#été2023 #06 | 0202

J’ai pas vraiment d’argent sur moi. Juste de quoi acheter une baguette. Et encore, la dernière fois manquait deux ou trois centimes. J’ai pas de billet dans mon portefeuille, une poignée de pièces qui comblent à peine le vide. Et pourquoi j’en aurais, y en a plus besoin ? J’ai une carte, un code, et voilà. Et encore, du code on peut s’en passer maintenant. Et pas de code, pas de contact. L’argent, même trois fois rien, si y en a qui le jette par les fenêtres, ça s’envoie aussi en l’air. Oh, c’est du code quand même, mais pas le mien. C’est en champ invisible, souterrain, crypté dans un chiffre impénétrable. Enfin ça dépend pour qui. Et en même temps c’est de l’onde pure, c’est de la fréquence. Haute, basse, j’en sais rien. Les deux peut-être, et ça dépend du prix ? Et si ça se trouve, tu peux le capter sur la FM. Ça peut donner quoi comme genre de musique une transaction financière ? En tout cas c’est dans l’air. Dans les lignes souterraines aussi, mais d’abord dans l’air. À se demander si à un moment donné il va pas s’agir de « vendre de l’air, négocier avec de l’air » disait Jean-Pierre Camus. Eh oui, Jean-Pierre.

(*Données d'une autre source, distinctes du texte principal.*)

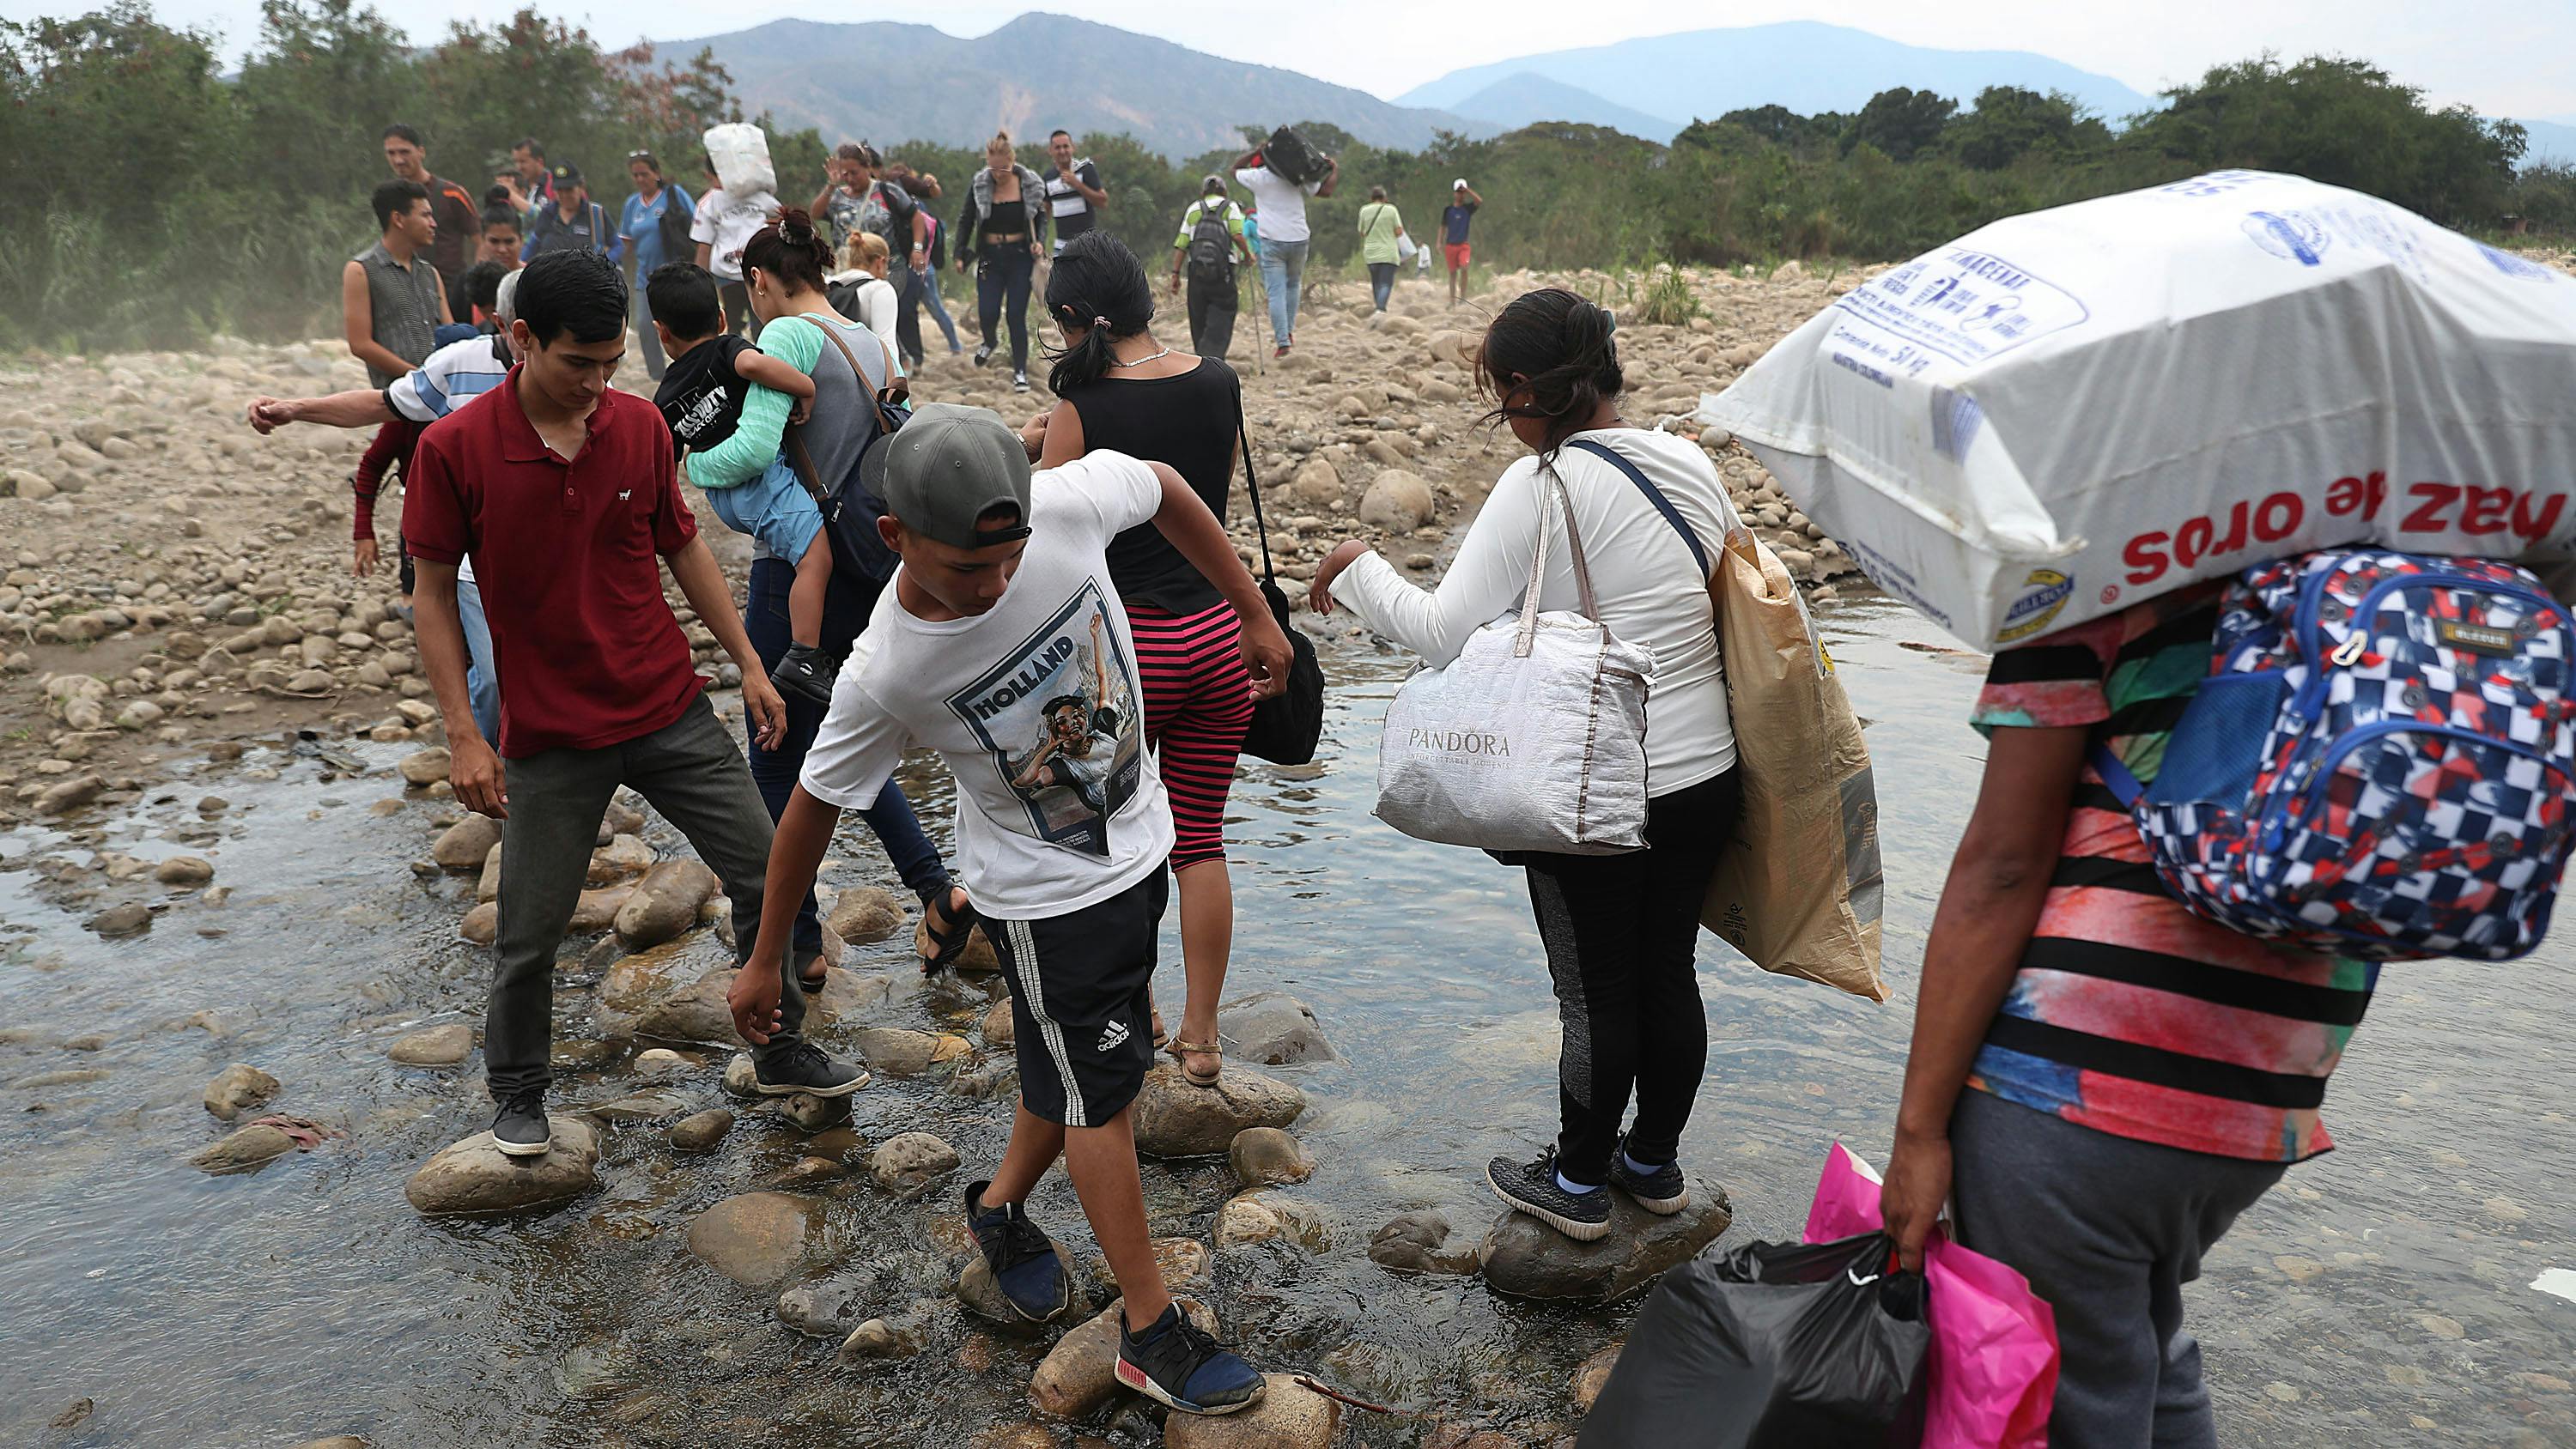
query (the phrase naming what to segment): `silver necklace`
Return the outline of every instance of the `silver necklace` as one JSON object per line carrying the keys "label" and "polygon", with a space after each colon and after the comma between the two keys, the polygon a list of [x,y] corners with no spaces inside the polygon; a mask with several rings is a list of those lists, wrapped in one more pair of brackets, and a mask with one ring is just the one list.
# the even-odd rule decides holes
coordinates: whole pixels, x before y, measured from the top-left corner
{"label": "silver necklace", "polygon": [[1109,365],[1111,367],[1143,367],[1146,363],[1159,361],[1171,355],[1172,349],[1166,347],[1160,352],[1151,353],[1144,357],[1137,358],[1133,362],[1121,362],[1117,358],[1113,357],[1109,359]]}

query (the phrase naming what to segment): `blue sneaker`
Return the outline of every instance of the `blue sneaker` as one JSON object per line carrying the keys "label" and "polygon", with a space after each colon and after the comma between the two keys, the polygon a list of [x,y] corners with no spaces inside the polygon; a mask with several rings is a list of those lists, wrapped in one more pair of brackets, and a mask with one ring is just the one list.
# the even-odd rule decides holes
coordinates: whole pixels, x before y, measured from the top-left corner
{"label": "blue sneaker", "polygon": [[1143,1333],[1118,1322],[1118,1382],[1184,1414],[1231,1414],[1261,1402],[1266,1385],[1240,1354],[1189,1321],[1175,1303]]}
{"label": "blue sneaker", "polygon": [[975,1246],[984,1250],[984,1266],[993,1270],[994,1285],[1009,1300],[1011,1311],[1031,1323],[1044,1323],[1073,1303],[1073,1279],[1064,1271],[1046,1231],[1029,1221],[1018,1203],[981,1206],[992,1179],[966,1187],[966,1226]]}

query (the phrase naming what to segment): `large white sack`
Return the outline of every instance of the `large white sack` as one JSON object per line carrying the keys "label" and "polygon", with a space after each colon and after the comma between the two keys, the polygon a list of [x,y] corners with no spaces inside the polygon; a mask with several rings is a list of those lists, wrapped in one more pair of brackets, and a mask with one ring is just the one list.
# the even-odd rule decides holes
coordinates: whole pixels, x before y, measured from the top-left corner
{"label": "large white sack", "polygon": [[778,189],[778,173],[769,164],[769,133],[749,121],[707,128],[707,161],[729,195],[749,196]]}
{"label": "large white sack", "polygon": [[2576,537],[2576,278],[2221,171],[2010,217],[1836,299],[1700,417],[1979,648],[2284,554]]}

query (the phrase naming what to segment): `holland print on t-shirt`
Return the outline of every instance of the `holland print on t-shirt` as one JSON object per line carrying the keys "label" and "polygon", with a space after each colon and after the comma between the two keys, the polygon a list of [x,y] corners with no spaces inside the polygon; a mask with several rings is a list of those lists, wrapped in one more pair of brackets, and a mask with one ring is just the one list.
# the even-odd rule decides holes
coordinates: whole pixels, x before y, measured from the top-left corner
{"label": "holland print on t-shirt", "polygon": [[1100,588],[1086,583],[948,708],[1019,798],[1027,834],[1107,856],[1110,818],[1145,774],[1134,680]]}

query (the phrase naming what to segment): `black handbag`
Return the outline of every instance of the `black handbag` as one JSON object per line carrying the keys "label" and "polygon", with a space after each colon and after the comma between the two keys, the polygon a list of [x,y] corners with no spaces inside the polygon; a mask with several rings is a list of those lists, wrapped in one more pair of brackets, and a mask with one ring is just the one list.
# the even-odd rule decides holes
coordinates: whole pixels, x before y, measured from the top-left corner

900 F par mois. C’était pas cher mon meublé quatre mètres sur quatre. Pas pratique, avec les toilettes et une douche commune à l’extérieur, mais pas cher. On était combien comme ça ? Quatre, cinq ? Pour un cabinet qui s’occupait surtout de grands appartements dans le centre de Bordeaux, c’était de l’argent de poche ces studettes. Si ça se trouve, il cherchait à s’en débarrasser. Le jour où je suis venu pour visiter et récupérer éventuellement la clef, je me suis retrouvé tout seul devant une espèce de coursive de béton fendu, entre une haie buissonnante et une façade blanche, derrière une grille rouge à repeindre. J’ai dû marcher pour trouver une cabine, en face d’un petit Auchan. J’ai appelé avec une carte téléphonique, que j’ai peut-être achetée au bureau de tabac du coin, comme je le ferais ensuite régulièrement, avec un paquet de Chesterfield et les Inrocks ou Magic ! On m’avait oublié. On envoyait quelqu’un pour me remettre les clefs. Je suis retourné devant la grille et j’ai attendu le livreur, les clefs. Combien de temps… ? Et j’envoyais un chèque par courrier en début de mois. 16 m2, avec des meubles ni en bois ni en carton, c’est suffisant pour relire ses notes brouillonnes, noircir les blocs d’exercices ratés, feuilleter ses bouquins en écoutant un disque ou la radio. Ça valait vraiment pas plus de mille balles ces pigeonniers. J’parie qu’aujourd’hui, euro et inflation compris, c’est le double. Si ça a pas été détruit.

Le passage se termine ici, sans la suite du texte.